Inspiration

Over the past summer, southeastern Michigan has experienced widespread rainfall that brought a lot of flooding. A lot of my friends and their families were affected by the flood losing a lot of their possessions due to their basements being flooded with water. The name F.LU.D.D was inspired by ' F.LU.D.D' in super Mario sunshine ☀.

What it does

F.LU.DD is a flood monitoring system for your basement. It utilizes a rain sensor that can be placed on your basement wall to detect water leaks ( if your basement has cracks like mine). It also has a water level sensor that can be used to detect rising water levels if your sump pump fails and an ultrasonic sensor is used to measure the distance the current water level is compared to the floor of your basement.
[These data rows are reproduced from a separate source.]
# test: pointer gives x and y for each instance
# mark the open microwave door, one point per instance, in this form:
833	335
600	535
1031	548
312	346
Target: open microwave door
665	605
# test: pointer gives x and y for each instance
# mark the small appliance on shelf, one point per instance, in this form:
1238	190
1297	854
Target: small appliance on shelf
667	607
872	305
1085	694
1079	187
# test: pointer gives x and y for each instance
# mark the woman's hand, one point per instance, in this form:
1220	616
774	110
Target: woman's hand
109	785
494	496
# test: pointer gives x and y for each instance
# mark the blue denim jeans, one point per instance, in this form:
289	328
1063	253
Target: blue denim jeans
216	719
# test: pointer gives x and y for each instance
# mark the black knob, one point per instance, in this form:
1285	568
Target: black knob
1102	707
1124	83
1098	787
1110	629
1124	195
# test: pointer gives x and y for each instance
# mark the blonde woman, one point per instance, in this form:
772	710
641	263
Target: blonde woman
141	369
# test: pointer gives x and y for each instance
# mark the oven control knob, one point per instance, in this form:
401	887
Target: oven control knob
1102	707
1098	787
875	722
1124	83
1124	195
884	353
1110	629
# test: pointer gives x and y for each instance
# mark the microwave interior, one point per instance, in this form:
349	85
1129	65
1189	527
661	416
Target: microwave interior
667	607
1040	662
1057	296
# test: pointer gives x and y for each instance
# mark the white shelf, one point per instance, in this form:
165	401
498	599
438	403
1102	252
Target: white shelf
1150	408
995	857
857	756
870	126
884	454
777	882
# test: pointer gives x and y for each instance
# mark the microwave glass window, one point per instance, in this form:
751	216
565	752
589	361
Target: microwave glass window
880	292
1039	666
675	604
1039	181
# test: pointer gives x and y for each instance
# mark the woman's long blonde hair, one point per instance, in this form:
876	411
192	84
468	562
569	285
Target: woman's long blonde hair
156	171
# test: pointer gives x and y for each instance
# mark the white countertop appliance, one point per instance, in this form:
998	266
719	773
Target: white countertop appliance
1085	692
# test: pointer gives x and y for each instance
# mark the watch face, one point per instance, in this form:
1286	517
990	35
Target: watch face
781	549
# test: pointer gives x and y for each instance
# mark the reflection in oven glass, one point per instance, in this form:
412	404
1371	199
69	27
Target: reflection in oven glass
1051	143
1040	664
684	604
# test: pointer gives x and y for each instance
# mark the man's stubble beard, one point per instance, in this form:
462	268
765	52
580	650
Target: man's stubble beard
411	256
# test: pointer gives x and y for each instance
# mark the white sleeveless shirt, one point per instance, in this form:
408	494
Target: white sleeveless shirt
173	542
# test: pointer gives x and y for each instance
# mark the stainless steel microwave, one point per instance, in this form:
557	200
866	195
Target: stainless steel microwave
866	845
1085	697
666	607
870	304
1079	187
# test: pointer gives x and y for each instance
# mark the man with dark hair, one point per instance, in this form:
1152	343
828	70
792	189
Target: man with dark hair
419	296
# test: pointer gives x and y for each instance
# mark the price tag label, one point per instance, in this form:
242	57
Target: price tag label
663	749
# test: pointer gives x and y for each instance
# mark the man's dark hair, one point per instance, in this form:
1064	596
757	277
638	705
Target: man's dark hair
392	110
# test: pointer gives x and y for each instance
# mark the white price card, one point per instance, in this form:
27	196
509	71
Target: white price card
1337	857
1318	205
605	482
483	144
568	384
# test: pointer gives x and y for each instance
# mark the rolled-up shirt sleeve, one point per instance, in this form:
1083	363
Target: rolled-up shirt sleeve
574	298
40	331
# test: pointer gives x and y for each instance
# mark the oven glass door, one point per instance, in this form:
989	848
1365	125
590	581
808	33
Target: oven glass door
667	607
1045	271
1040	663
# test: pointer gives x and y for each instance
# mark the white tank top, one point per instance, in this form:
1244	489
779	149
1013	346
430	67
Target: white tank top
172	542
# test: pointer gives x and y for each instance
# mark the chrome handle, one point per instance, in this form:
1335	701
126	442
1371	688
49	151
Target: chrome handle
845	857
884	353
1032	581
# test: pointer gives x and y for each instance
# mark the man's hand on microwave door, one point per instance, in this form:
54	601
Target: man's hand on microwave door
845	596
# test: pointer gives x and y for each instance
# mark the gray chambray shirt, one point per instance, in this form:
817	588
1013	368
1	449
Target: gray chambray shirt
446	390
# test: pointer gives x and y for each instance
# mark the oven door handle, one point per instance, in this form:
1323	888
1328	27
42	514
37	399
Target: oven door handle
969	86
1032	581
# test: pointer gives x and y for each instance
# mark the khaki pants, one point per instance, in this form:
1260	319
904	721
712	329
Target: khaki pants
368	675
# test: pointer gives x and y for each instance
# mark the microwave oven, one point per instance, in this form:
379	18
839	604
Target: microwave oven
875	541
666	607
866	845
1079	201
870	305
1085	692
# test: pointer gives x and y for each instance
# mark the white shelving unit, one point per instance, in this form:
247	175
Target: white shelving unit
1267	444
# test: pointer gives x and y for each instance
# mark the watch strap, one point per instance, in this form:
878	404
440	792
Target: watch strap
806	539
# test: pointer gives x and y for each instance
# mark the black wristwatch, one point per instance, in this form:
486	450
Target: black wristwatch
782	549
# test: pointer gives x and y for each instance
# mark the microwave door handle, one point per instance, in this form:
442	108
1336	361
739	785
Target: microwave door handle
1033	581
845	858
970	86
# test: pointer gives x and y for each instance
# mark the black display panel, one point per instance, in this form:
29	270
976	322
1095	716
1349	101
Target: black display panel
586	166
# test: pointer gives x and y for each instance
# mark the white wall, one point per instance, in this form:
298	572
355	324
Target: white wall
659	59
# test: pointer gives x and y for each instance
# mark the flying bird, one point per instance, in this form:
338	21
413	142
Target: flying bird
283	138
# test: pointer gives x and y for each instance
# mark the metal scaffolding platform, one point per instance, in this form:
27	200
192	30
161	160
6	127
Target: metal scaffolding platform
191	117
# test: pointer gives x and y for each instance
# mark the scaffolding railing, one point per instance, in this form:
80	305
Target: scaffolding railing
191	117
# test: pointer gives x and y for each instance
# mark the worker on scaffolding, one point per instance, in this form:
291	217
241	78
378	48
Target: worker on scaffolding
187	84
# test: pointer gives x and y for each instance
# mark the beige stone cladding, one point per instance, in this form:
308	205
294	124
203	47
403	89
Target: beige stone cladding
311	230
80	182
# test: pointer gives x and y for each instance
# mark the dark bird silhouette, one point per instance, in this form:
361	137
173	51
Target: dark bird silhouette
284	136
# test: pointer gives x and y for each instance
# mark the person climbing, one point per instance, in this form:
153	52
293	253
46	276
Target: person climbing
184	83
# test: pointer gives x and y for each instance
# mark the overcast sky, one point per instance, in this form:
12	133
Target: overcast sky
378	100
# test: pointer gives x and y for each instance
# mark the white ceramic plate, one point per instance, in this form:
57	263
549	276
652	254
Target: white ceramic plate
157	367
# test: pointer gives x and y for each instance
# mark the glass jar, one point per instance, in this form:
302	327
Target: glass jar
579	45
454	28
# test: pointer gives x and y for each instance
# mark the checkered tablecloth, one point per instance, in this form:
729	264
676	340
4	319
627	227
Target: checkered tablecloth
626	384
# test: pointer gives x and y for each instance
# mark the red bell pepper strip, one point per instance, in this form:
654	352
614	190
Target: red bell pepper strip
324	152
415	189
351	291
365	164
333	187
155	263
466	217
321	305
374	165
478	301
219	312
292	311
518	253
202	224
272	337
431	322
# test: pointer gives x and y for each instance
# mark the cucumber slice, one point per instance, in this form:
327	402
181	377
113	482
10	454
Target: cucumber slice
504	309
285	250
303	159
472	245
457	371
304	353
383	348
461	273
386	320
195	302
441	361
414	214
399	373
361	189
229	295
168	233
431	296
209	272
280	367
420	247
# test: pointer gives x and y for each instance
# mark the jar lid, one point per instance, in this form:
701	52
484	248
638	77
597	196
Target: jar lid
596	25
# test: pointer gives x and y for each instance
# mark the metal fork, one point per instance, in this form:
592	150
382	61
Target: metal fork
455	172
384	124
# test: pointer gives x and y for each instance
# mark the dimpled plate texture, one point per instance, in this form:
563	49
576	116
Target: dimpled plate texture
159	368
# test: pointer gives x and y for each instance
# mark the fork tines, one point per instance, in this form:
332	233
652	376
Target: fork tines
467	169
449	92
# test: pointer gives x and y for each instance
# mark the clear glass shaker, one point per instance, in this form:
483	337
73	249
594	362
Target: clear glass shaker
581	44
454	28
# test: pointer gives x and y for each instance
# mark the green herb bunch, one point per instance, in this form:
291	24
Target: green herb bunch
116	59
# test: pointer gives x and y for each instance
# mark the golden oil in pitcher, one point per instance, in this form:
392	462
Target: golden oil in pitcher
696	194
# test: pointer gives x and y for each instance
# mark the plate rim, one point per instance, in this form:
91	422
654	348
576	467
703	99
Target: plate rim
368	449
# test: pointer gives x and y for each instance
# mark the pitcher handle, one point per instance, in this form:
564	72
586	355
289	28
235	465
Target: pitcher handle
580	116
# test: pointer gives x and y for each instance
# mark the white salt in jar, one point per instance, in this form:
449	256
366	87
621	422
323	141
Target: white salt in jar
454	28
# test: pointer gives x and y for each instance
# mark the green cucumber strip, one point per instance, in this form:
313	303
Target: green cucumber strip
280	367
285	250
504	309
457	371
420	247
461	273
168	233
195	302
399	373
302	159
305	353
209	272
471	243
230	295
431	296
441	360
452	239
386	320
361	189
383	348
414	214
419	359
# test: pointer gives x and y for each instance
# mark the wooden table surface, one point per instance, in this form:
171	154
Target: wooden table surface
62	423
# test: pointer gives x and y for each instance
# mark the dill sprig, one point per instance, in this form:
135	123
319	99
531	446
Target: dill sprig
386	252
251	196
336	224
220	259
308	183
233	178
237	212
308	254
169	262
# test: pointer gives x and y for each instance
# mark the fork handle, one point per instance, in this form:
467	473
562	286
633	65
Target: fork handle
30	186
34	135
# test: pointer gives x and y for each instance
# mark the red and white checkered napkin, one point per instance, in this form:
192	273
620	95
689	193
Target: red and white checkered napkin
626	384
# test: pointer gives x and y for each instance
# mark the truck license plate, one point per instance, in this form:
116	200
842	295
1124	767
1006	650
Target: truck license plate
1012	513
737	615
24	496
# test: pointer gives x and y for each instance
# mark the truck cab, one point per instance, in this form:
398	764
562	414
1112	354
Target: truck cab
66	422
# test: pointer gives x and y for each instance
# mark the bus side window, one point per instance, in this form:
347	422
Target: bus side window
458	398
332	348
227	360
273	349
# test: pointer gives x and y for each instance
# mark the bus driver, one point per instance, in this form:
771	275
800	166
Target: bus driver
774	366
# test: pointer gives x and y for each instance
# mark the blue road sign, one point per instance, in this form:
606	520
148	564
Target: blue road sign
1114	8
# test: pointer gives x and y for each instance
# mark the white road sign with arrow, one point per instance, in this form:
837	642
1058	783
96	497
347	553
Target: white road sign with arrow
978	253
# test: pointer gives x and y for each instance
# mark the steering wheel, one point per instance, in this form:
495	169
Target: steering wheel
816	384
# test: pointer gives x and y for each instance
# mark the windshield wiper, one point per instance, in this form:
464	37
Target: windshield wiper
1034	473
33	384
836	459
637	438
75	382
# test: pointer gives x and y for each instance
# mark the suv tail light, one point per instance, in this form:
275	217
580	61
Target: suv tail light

A sump is a naturally constructed pit, usually, a hole carved below the main surface of your basement floor . Sump pumps move water 🆙 from your basement out of your home

If F.LU.DD detects any leaks or abnormal levels it will text you and alert you. Depending on the level of severity, a user will have to respond in 15 minutes, or else FLUDD will escalate the alert to a phone call 📞.

How we built it

Boards i used

  • Arduino Mega
    • to read all the sensor data and to transmit it to the ESP8266 via Serial
  • ESP8266
    • For Connecting to the wifi and to publishing data to Google cloud IoT Core & Pub/Sub

I made a simple API in Express js to handle requests to and from the ESP and used Twilio SMS and Voice to send messages to alert me if anything happens. I used Cloud Build and Cloud Run to set up a CI to build and deploy my API when new changes are made. The sensor data is also being published to Pub/sub where it streams into Big query & Data Studio ..

Challenges we ran into

Hacking with hardware beings a whole new set of things to consider - The first board that I was going to go with was the Twilio NB IoT Board but I couldn't get my computer to recognize it or get help with drivers needed to program it. So i switched to the ESP but due to it hacking only one analog pin I had to add in the Arduino making Serial communication & the circuit a little more complex than I was going for... since I have to use a logic converter to convert down the voltage of the Arduino TX & RX pins to 3.3V. In addition to that came debugging both boards when i wasn't getting the output i expected. Two questions you always have to ask is my code or the hardware? and then after fumbling around you realize you don't have the right wire in the right spot on the breadboard

Accomplishments that we're proud of

Really proud that i was able to get this project up despite the fumbling around with different boards at first and getting the alerting system functional

What we learned

  • Learned how easy it is to send messages & makes calls with Twilio's API
  • How to use the water level, rain, and ultrasonic sensors
  • How to make a HTTP client on a ESP8266
  • Set up CI in my repo with Cloud Build and Cloud Run

What's next for F.L.U.D.D

I want test this out in my basement when it is more stable and accurate and also increase the number of rain sensors so you can monitor leaks in more than one area in your basement and add in other sensors for detecting harmful gases. I also want to display the data visually that i am collecting in BigQuery by fleshing out the dashboard UI in DataStudio when i have more time.